Just like equity funds, liquid funds may become more volatile going forward. A few fund officials told Cafemutual that SEBI has been reportedly considering introducing mark-to-market valuation for all debt securities. This means fund houses may have to do mark-to-market valuation of debt securities having maturity of less than 60 days.
Currently, SEBI rules says that fund houses have to do mark-to-market valuations of securities having maturity of up to 60 days and more. Liquid funds hold securities having maturity of up to 91 days. However, most liquid funds hold securities having maturity of less than 60 days. As a result, post IL&FS crisis, NAVs of only a very few liquid funds witnessed a sharp decline due to mark-to-market loss.
Joydeep Sen, debt market analyst feels that if fund houses have do mark-to-market valuations of all securities on a daily basis, liquid funds would start reflecting negative returns frequently.
A fund official who is on the MFAC committee said that the market regulator is keen on reducing risk and tightening norms governing debt funds. “Following IL&FS default, SEBI wants to reduce risk in debt funds. Allowing mark-to-market valuation of debt securities having maturities of less than 60 days is likely to reduce such risks in future.”
However, a CEO of an emerging fund house has a different opinion. “This would ensure that fund managers would not take undue risks to deliver attractive performance in liquid funds. Most fund managers buy short term corporate bonds which carries high credit default risk. Since short term funds are meant for conservative investors, taking undue risk is against the scheme’s mandate.
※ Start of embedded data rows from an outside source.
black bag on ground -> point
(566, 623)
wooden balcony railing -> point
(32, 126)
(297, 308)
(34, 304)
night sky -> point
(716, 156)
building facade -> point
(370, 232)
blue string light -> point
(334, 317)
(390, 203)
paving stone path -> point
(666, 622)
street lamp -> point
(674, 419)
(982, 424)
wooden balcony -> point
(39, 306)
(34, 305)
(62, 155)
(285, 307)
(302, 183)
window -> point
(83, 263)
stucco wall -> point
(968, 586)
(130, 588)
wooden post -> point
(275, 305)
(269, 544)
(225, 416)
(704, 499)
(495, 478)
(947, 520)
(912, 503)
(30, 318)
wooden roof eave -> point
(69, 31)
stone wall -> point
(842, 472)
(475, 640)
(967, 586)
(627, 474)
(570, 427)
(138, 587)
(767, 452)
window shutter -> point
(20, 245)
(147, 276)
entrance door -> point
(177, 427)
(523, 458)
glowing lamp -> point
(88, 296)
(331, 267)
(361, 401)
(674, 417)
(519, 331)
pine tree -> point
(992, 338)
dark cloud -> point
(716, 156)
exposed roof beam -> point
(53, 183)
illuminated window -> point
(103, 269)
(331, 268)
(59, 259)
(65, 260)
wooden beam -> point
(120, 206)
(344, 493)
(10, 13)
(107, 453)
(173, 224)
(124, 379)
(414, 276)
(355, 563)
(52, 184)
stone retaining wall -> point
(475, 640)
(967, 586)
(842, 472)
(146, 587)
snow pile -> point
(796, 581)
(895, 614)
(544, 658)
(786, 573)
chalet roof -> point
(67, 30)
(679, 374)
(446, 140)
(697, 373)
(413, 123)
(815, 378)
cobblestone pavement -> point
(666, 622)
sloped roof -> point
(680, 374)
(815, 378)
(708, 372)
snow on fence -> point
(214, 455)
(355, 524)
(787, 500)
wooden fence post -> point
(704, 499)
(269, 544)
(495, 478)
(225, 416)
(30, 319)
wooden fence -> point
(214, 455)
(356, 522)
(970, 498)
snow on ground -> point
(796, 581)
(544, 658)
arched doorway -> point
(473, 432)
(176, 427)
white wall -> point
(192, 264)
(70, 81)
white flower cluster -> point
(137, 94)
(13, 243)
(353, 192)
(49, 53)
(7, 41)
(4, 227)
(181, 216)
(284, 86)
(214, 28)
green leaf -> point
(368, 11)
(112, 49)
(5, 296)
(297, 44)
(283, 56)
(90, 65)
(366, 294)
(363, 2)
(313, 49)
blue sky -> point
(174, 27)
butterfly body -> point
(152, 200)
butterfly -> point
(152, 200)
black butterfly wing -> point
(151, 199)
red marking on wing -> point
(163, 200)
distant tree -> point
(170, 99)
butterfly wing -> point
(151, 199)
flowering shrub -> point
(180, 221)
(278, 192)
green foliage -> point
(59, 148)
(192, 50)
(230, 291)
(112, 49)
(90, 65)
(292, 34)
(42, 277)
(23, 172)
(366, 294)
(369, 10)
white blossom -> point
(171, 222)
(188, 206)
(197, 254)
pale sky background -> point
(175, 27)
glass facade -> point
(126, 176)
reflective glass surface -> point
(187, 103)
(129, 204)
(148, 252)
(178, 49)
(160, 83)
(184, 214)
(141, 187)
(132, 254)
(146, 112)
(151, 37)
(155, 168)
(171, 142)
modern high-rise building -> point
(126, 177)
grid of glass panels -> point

I believe that introduction of mark-to-market valuation of all short term bonds would encourage fund managers to hold safer papers such as government and PSU bonds.”
Since debt securities are illiquid in nature and not traded like equities, mark-to-market valuation is challenging for fund houses since they have to quote NAV on a daily basis. Hence, most fund houses rely on rating agencies to derive NAV. Often rating agencies look at accrual to value debt securities. Credit rating agencies reflect the rating agencies’ opinion about the credit risk of debt securities based on historical data and some assumptions about the future, which underplays the possibility of default.
In fact, SEBI has recently tightened disclosure norms for credit ratings agencies. Pankaj Pathak, Fund Manager- Fixed Income, Quantum Mutual Fund said, “The sudden multi-notch downgrade of IL&FS is not the only case when role of rating agencies came under question. There have been series of incidents globally when top rated issuers/debt instruments defaulted on their obligations and rating agencies completely failed to give any warning sign. This led to demands for greater transparency on CRAs’ overall rating methodology, rating assumptions, past performance and broader business model.”